From:   Judge, James

A few replies on this topic, based on some observed measurements

  I think MVC might actually lead to the *increase* in, say, CPU usage if MVC is liberally applied to "small" tables on a large scale. If there is compressing then there must be uncompressing going on somewhere down the line, no? It is hard to measure all the effects without access to a good test lab, though.  


There was a Partner's user presentation on this topic a few years back (R5.x timeframe) which quantified different scenarios. But in my observations (unless the workload is PI, singleton, row inserts-retrievals) a set process that gets the benefit of 30% compression resulting in 30% fewer IOs for that object, always benefits from reduced CPU consumption.

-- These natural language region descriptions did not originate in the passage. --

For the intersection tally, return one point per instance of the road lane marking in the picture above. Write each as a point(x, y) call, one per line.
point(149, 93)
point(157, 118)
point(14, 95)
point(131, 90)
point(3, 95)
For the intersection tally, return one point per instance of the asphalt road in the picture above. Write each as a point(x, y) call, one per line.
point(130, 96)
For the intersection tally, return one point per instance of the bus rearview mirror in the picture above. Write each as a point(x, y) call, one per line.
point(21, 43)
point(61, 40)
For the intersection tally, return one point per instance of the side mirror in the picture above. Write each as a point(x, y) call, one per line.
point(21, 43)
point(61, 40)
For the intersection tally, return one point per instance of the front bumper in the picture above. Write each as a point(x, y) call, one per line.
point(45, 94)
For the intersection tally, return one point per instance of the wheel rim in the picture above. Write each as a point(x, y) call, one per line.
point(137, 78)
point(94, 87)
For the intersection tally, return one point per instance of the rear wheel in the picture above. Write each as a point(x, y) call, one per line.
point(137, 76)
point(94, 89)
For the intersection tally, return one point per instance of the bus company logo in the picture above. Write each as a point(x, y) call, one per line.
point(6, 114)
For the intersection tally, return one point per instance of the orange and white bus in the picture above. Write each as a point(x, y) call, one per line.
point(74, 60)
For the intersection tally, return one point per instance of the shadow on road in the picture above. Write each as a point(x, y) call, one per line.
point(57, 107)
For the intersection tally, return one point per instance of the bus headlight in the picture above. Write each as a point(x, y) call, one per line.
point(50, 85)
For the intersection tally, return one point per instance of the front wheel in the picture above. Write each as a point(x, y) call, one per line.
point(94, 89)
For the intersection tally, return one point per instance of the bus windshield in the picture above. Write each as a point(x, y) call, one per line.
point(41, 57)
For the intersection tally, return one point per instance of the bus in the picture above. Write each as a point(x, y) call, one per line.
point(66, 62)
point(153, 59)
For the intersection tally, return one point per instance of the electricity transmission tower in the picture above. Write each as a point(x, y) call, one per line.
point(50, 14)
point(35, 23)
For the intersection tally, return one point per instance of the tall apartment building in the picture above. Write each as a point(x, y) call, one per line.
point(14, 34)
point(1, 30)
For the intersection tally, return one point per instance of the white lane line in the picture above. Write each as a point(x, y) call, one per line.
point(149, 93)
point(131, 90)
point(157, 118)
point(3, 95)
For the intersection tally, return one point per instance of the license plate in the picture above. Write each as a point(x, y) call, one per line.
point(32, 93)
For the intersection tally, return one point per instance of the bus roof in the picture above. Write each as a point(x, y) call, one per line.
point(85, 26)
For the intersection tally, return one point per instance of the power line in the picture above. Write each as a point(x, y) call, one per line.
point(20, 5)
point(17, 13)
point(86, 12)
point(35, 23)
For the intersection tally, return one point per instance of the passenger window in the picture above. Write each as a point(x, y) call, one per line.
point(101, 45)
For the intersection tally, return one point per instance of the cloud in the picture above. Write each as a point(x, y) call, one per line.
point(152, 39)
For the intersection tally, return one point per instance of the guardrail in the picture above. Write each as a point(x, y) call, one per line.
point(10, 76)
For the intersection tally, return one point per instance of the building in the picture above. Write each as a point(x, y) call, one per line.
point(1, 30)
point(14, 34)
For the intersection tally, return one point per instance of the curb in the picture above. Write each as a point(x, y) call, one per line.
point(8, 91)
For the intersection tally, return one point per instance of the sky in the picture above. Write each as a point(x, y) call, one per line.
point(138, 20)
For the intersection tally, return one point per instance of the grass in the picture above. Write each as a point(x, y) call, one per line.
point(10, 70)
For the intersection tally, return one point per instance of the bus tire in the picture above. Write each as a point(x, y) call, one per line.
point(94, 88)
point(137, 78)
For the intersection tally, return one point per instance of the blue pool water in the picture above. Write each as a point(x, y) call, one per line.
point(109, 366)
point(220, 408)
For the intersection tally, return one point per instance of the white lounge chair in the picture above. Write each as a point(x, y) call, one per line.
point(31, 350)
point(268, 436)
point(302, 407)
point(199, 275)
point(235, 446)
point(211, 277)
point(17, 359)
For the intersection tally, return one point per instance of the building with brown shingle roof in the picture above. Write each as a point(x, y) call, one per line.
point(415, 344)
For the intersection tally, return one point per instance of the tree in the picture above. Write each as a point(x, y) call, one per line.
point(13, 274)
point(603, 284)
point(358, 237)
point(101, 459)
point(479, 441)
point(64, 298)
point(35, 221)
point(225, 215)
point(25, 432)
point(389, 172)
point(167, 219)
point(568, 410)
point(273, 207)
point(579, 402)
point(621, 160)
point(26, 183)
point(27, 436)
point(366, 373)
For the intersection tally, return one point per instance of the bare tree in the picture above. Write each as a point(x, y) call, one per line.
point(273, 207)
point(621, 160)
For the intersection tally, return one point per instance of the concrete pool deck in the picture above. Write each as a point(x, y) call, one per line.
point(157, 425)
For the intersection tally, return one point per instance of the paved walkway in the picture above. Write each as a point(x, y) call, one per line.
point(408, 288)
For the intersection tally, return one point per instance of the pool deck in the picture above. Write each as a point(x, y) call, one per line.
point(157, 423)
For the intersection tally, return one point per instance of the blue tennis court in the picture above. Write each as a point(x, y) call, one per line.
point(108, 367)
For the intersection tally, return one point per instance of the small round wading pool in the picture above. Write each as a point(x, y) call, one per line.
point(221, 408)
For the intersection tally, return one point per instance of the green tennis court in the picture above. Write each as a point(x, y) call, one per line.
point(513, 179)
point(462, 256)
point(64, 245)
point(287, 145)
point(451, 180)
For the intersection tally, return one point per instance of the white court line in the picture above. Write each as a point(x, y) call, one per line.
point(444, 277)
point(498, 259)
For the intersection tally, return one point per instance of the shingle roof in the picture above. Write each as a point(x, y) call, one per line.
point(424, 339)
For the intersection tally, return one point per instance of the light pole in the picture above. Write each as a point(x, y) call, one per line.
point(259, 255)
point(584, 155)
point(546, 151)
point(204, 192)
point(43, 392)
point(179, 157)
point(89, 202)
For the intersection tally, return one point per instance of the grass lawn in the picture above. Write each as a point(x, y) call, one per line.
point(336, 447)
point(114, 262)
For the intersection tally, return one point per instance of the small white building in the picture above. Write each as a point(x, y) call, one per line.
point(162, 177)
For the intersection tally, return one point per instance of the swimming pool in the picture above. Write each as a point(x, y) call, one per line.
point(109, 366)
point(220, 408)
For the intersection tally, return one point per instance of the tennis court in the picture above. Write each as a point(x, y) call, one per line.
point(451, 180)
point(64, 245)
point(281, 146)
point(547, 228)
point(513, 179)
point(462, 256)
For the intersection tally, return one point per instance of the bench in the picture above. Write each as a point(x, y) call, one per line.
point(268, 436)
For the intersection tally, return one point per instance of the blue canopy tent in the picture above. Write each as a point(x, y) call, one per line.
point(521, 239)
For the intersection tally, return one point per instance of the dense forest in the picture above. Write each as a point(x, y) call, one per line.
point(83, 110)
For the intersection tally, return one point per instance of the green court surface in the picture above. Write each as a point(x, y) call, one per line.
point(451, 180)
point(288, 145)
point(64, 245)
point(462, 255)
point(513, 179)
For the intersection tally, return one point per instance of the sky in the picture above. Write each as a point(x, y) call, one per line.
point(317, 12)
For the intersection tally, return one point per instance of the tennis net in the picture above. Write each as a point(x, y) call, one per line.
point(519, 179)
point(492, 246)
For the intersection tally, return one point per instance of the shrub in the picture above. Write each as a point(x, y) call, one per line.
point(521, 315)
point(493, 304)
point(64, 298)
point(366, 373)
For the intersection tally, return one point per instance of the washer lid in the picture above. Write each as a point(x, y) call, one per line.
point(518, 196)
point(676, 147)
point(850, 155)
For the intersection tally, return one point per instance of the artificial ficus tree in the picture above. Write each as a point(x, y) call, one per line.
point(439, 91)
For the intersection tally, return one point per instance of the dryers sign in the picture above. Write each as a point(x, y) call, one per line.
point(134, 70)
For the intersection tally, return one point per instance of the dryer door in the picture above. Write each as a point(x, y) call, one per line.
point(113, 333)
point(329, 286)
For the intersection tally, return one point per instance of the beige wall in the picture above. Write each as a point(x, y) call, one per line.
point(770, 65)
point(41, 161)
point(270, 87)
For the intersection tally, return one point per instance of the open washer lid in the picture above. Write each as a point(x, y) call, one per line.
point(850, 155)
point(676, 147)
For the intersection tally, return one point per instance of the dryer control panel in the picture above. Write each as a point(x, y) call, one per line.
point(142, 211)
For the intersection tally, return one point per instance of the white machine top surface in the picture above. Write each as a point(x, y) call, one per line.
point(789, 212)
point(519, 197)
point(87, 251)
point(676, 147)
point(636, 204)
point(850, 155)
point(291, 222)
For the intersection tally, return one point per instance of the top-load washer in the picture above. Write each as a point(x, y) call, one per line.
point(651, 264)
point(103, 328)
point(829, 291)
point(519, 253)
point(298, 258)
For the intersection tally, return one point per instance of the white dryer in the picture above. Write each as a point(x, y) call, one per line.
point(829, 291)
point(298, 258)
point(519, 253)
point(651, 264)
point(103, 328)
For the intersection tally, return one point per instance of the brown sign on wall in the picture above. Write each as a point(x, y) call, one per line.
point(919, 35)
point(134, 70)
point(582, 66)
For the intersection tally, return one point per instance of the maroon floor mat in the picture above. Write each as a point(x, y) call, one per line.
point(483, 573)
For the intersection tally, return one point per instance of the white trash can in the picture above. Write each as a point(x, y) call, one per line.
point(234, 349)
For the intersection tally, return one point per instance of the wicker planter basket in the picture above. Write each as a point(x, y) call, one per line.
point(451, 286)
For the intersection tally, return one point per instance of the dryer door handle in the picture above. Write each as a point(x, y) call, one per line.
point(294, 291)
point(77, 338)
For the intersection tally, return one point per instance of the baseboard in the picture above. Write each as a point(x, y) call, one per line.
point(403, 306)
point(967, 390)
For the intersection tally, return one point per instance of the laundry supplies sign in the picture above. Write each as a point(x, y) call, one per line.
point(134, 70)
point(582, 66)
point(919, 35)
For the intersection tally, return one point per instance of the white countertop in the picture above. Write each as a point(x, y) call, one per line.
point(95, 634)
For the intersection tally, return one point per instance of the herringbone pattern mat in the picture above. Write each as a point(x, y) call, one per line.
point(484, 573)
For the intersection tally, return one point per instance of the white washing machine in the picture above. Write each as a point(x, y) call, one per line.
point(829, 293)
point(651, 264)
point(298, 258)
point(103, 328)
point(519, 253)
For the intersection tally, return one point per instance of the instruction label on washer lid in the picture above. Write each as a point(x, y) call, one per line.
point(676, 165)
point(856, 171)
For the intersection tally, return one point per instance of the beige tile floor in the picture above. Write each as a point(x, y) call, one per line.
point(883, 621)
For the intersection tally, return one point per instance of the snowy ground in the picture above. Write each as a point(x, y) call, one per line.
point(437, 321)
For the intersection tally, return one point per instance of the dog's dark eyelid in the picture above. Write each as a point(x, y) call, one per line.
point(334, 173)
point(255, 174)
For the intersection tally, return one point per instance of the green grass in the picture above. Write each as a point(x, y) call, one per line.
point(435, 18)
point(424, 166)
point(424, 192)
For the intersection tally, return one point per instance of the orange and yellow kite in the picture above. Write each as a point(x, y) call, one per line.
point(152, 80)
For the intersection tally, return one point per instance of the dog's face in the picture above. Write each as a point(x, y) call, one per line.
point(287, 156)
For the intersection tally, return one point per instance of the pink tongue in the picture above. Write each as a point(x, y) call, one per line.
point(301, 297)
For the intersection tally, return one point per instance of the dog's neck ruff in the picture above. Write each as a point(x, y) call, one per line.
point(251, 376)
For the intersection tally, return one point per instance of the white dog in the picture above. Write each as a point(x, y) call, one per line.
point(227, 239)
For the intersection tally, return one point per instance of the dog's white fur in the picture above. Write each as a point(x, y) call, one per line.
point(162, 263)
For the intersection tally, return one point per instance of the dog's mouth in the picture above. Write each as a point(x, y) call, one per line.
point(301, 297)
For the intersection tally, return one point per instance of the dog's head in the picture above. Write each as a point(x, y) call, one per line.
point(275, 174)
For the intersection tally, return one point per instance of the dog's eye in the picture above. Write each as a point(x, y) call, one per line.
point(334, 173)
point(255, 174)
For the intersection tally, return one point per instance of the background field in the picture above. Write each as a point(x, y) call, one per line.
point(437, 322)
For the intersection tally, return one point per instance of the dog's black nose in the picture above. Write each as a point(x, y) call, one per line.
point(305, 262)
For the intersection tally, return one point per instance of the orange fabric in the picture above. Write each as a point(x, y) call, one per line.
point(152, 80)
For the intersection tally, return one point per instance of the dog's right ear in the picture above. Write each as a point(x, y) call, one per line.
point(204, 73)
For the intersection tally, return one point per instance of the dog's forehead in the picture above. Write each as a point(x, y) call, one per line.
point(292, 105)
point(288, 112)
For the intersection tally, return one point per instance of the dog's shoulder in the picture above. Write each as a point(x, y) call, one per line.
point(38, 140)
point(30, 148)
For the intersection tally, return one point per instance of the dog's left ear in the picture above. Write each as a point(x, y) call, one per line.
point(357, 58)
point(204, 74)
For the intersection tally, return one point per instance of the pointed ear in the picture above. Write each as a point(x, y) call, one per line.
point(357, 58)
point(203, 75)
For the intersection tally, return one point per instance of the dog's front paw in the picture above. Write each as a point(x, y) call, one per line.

  The idea of having a tool for MVC never occurred to me before I read the thread, probably because of the fear of compressing "small" tables and causing weird adverse effects elsewhere.  


Haven't come across that scenario


  Granted on 'large' systems (more than 100 amps), you generally try to avoid redistribution of tables around 1Gb if at all possible.  


If the 1GB table is being joined to table(s) of 00'sGB or TBs then I have seen this as not uncommon in the R6.x releases


  But how would you calculate queries that touch many objects. What percent of spool reduction is due to compression as opposed to minus natural data growth over time.  


Granted the benefit is diluted across an "n-way" join, but a simple capture of AMPcpu & AMPIO before and after the test shows the benefit. Why couldn't a tool do that (at least estimate based on explain plan IO requirements and making the assumption that 30% compression = 30% less IO for that object)?